Happy X-mas, War Is Not Over

Anschlag. Die Tat habe wahrscheinlich keinen »professionell-terroristischen« Hintergrund. Das vermutet man zumindest bei der Internationalen Afghanistan-Schutztruppe (Isaf). Am Donnerstag der vergangenen Woche kamen bei einem Selbstmordanschlag auf die deutschen Truppen in Kabul drei Afghanen ums Leben. Der Täter habe zwei Granaten in den Eingangsbereich des Feldlagers geworfen, sagte der Sprecher der Isaf, Samet Oz. Eine Granate sei explodiert, bevor der Täter sie werfen konnte. Bei der Explosion sei der Mann ums Leben gekommen.

Erst zwei Tage zuvor waren bei einem Anschlag in Kabul zwei US-amerikanische Soldaten und ihr Dolmetscher verletzt worden. »Die Lage ist instabil und äußerst gefährlich für unsere Soldatinnen und Soldaten«, sagte der Verteidigungsminister Peter Struck (SPD). Dennoch stimmte am vergangenen Freitag der Bundestag einer Verlängerung der Teilnahme der Bundeswehr an der Isaf mit großer Mehrheit zu. Ab kommenden Februar sollen die Deutschen gemeinsam mit den Niederländern die Führung der Isaf übernehmen.



Flug 1 790

Abschiebung. Mitgliedern des Bayerischen Flüchtlingsrates gelang es am vergangenen Donnerstag auf dem Flughafen in München, die Abschiebung des Togolesen Koumai Agoroh zu verhindern. Sie forderten die Fluggäste der KLM-Maschine 1 790, die nach Amsterdam fliegen sollte, auf, den Start der Maschine so lange zu verzögern, bis die Flugbesatzung sich weigere, Agoroh mitzunehmen.
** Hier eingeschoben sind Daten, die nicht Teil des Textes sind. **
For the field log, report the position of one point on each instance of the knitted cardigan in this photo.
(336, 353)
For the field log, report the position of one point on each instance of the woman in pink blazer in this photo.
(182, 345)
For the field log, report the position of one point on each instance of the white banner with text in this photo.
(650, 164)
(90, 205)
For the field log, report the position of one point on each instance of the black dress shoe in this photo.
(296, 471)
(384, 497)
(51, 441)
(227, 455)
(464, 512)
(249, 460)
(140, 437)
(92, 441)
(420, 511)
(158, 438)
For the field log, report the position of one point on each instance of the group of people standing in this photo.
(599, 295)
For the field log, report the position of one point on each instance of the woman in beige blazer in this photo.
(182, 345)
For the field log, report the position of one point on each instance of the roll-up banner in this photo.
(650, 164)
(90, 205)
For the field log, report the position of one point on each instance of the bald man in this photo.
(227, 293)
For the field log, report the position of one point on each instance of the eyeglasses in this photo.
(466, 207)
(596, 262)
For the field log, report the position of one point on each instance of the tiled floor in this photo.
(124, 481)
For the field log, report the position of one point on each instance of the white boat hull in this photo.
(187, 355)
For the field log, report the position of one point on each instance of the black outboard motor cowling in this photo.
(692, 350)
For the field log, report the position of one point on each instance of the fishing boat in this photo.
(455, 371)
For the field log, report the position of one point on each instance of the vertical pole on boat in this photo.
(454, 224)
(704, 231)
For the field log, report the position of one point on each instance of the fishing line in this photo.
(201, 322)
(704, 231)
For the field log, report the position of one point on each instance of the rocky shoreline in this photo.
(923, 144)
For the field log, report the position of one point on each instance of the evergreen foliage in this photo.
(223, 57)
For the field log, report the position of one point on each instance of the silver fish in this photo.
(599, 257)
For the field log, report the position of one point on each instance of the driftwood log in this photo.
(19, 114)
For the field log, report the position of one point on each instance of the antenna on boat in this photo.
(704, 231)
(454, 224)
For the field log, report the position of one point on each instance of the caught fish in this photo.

Die Passagiere sollten sich nicht setzen, sich nicht anschnallen und dem Personal mitteilen, dass sie ihre Handys nicht ausschalten würden. Die Aktion war erfolgreich, der Pilot weigerte sich, die Maschine zu starten. Die Polizei nahm allerdings zehn Personen wegen eines angeblichen Aufrufs zu einer Straftat fest.

Agoroh drohen in Togo nach der Darstellung des Flüchtlingsrates die Folter oder sogar die Ermordung, weil er sich in Opposition zur dortigen Diktatur befinde. Inzwischen sitzt er wieder in Abschiebehaft.



Weiter so, Saarland!

Jubiläum. Die Aktion Dritte Welt Saar residiert im beschaulichen Örtchen Losheim im Saarland über einem eigenen »Weltladen«, der mit seinem Sortiment aus fair gehandelten Produkten, aus Büchern und Broschüren auf den ersten Blick aussieht wie viele andere Dritteweltläden auch. Dahinter verbirgt sich allerdings eine der streitbarsten internationalistischen Initiativen im Land, die sich lange schon vom üblichen Mief aus Gutmenschentum und antiimperialistischer Solibewegtheit verabschiedet hat. Nun feiert sie ihr 20jähriges Jubiläum.

»Unser Entwicklungsland heißt Deutschland«, behaupten die SaarländerInnen und grenzen sich vom paternalistischen Gestus vieler ähnlicher Projekte ab. Als sie sich vor einem Jahr unter dem Titel »Solidarität mit Israel« an der innerlinken Entwicklungsarbeit versuchten, brachte ihnen das allerdings wenig Zustimmung ein. »20 Jahre nach unserer Gründung wird uns vorgeworfen, Agenten des CIA, Mossad, BND zu sein«, beklagen sie sich in der Jubiläumsausgabe ihrer Flugschrift.

Im vergangenen Sommer warfen ihnen vermutlich Rechtsextreme die Scheiben ein. Vorangegangen waren Drohungen wegen des Engagements gegen die Abschiebung einer kurdischen Familie. Im Jahr 2000 waren der Aktion Dritte Welt Saar bereits wegen ihrer antirassistischen Kritik am saarländischen Ministerpräsidenten Peter Müller (CDU) 50 000 Mark an Fördergeldern gestrichen worden. Im Moment beschäftigen sich die SaarländerInnen kritisch mit der »lustfeindlichen und moralinsauren« Kampagne »Brot statt Böller«. Wir gratulieren!